Monster Rangers (2023)

This is Monster Rangers, a two-zine set of delicious aesthetic goodness. It’s designed for Fate (and, as such, is practically system neutral—you wouldn’t have much trouble using this as a campaign frame with another system if you are, for some reason, Fate-averse).

As you can tell from the covers and the art, there is a very particular retro vibe here. The game takes place in an alternate version of the US during the Progressive Era (specifically 1913), and there is a lot of pre-WWI can-do vibe here, overlayed with some touches that also feel like they are inspired by the ‘20s and ‘30s. The normal world is prosperous, but there are places where the world of monsters overlaps conventional reality—Obscuria. There, monsters can accidentally pass over into our reality and, confused, cause all sorts of havoc. Enter the Monster Rangers, an organization dedicated to protecting and helping monsters, primarily through the use of magical merit badges (I fucking love this so much). This reminds me a lot of Vaesen, but without the tragic undercurrents. This set-up is further complicated by Monsterologists, steampunk capitalists who want to capture, experiment on and general exploit errant monsters in the name of profit. They’re the villains, and they earn the title.

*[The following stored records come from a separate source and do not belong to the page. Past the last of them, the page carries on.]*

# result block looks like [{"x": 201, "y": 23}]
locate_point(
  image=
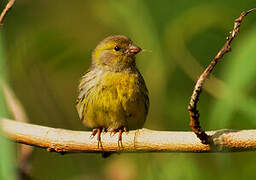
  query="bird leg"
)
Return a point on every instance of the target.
[
  {"x": 98, "y": 131},
  {"x": 120, "y": 132}
]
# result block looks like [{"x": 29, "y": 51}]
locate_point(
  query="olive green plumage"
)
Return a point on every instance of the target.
[{"x": 112, "y": 93}]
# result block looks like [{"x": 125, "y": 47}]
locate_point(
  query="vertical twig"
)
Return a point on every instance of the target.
[
  {"x": 6, "y": 9},
  {"x": 192, "y": 107}
]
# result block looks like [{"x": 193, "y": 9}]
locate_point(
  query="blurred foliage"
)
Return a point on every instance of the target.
[
  {"x": 48, "y": 46},
  {"x": 6, "y": 151}
]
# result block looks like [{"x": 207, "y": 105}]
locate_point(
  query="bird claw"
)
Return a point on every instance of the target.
[{"x": 98, "y": 131}]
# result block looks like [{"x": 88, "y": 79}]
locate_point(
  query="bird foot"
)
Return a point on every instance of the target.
[
  {"x": 98, "y": 131},
  {"x": 120, "y": 132}
]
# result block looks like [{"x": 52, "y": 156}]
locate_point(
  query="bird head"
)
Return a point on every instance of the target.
[{"x": 115, "y": 53}]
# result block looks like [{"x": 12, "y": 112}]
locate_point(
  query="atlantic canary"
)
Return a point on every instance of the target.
[{"x": 112, "y": 94}]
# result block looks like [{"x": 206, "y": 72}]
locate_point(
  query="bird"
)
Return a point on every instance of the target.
[{"x": 112, "y": 94}]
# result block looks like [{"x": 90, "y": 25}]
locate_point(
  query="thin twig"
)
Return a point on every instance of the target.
[
  {"x": 141, "y": 140},
  {"x": 6, "y": 9},
  {"x": 192, "y": 107}
]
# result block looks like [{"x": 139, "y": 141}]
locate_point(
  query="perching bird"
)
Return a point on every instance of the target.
[{"x": 112, "y": 93}]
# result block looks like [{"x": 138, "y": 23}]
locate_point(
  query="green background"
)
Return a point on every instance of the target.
[{"x": 47, "y": 47}]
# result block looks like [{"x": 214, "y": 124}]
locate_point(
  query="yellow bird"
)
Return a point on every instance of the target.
[{"x": 112, "y": 93}]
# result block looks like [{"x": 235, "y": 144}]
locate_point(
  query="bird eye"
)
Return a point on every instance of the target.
[{"x": 117, "y": 48}]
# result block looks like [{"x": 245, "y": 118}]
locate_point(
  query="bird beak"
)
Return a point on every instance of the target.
[{"x": 133, "y": 50}]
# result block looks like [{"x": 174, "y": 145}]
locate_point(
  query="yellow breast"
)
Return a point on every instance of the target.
[{"x": 117, "y": 100}]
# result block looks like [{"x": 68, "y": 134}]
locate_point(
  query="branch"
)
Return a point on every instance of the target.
[
  {"x": 6, "y": 9},
  {"x": 142, "y": 140},
  {"x": 192, "y": 107}
]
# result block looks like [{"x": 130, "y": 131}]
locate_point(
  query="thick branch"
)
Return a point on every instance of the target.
[
  {"x": 192, "y": 107},
  {"x": 142, "y": 140}
]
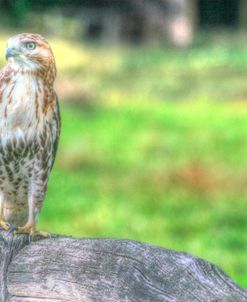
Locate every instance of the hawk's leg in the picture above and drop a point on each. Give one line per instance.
(4, 225)
(30, 226)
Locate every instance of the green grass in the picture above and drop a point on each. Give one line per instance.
(170, 175)
(153, 148)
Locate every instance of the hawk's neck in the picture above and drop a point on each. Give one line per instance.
(25, 97)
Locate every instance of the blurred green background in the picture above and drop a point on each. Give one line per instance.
(154, 133)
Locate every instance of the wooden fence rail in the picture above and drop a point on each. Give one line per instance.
(70, 269)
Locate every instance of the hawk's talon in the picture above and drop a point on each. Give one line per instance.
(11, 229)
(31, 230)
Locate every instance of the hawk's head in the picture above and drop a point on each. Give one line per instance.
(29, 52)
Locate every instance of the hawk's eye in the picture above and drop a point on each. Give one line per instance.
(30, 45)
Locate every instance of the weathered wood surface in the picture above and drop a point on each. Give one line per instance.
(69, 269)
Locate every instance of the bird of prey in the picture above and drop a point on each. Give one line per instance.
(29, 130)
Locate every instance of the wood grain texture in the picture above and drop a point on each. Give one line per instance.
(69, 269)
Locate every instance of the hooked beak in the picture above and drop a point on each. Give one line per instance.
(10, 53)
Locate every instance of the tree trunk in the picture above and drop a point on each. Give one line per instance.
(70, 269)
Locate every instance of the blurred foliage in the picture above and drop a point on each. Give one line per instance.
(152, 149)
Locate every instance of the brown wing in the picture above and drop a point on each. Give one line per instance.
(55, 124)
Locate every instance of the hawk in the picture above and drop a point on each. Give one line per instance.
(29, 130)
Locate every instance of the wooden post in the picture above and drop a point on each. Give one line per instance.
(70, 269)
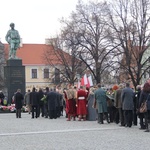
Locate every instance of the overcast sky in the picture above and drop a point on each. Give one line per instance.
(34, 19)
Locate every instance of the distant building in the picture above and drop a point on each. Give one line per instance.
(38, 73)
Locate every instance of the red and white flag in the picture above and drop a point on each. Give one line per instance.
(86, 81)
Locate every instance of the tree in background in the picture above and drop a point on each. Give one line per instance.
(129, 22)
(88, 30)
(2, 63)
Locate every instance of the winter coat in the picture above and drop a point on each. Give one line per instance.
(18, 100)
(100, 97)
(127, 96)
(118, 103)
(143, 97)
(52, 100)
(34, 101)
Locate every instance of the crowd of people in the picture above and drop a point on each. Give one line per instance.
(120, 104)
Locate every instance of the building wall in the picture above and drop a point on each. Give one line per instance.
(40, 81)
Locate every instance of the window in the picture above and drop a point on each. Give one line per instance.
(46, 73)
(34, 73)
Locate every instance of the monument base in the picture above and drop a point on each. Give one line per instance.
(14, 74)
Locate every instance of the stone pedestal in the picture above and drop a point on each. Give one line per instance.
(14, 74)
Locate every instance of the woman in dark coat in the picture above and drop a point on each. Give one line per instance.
(52, 104)
(41, 103)
(34, 101)
(145, 95)
(18, 103)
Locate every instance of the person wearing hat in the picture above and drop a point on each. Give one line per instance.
(13, 39)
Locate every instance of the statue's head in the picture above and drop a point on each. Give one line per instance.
(12, 25)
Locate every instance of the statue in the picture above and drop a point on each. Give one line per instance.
(13, 38)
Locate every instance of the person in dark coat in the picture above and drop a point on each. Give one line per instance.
(127, 104)
(1, 97)
(18, 102)
(118, 104)
(34, 101)
(46, 104)
(52, 104)
(100, 99)
(137, 105)
(145, 95)
(41, 103)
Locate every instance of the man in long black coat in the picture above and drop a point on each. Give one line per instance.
(34, 101)
(18, 103)
(127, 96)
(52, 104)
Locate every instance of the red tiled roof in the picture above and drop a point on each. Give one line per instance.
(31, 54)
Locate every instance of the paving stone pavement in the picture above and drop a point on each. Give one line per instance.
(58, 134)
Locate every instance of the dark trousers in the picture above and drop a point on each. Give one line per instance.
(41, 110)
(142, 122)
(34, 110)
(46, 110)
(135, 117)
(128, 117)
(18, 113)
(147, 119)
(52, 114)
(121, 116)
(58, 111)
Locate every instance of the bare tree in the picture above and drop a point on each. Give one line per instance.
(89, 31)
(129, 21)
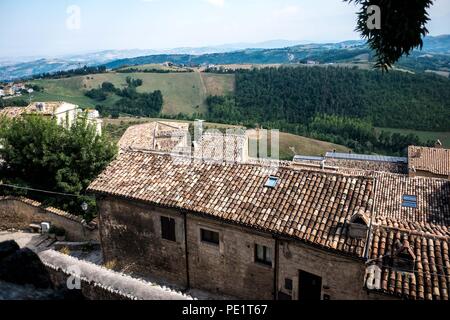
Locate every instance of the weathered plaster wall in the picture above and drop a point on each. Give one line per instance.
(19, 213)
(131, 238)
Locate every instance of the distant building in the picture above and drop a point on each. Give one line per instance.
(65, 113)
(336, 161)
(158, 136)
(254, 232)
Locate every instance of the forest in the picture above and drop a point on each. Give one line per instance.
(340, 105)
(131, 102)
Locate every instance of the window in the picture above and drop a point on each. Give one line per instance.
(288, 284)
(272, 182)
(263, 255)
(168, 229)
(210, 237)
(409, 201)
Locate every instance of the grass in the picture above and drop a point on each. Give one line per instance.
(424, 136)
(290, 144)
(182, 92)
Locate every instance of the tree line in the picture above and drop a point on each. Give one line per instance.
(131, 102)
(340, 105)
(71, 73)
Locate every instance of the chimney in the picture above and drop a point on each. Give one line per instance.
(198, 130)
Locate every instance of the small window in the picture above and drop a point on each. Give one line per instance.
(409, 201)
(263, 255)
(288, 284)
(210, 237)
(168, 229)
(272, 182)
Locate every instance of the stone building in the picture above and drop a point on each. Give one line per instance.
(64, 113)
(157, 136)
(260, 232)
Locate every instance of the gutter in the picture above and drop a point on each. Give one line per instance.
(186, 252)
(276, 267)
(369, 236)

That’s the broad strokes, but I bet your gears are already going with ideas. There is a ton of source material—factions galore (there’s a beet magnate who wants to destroy the rangers?!), cultists, ranger traditions, details on ranger headquarters and bases. All of it is wrapped in a golly-gee package that keeps the vibe light. It is emphatically not a horror game—the monsters are our friends! Rather, crappy people are the bad guys, and I can always get down with bopping folks like that in the nose.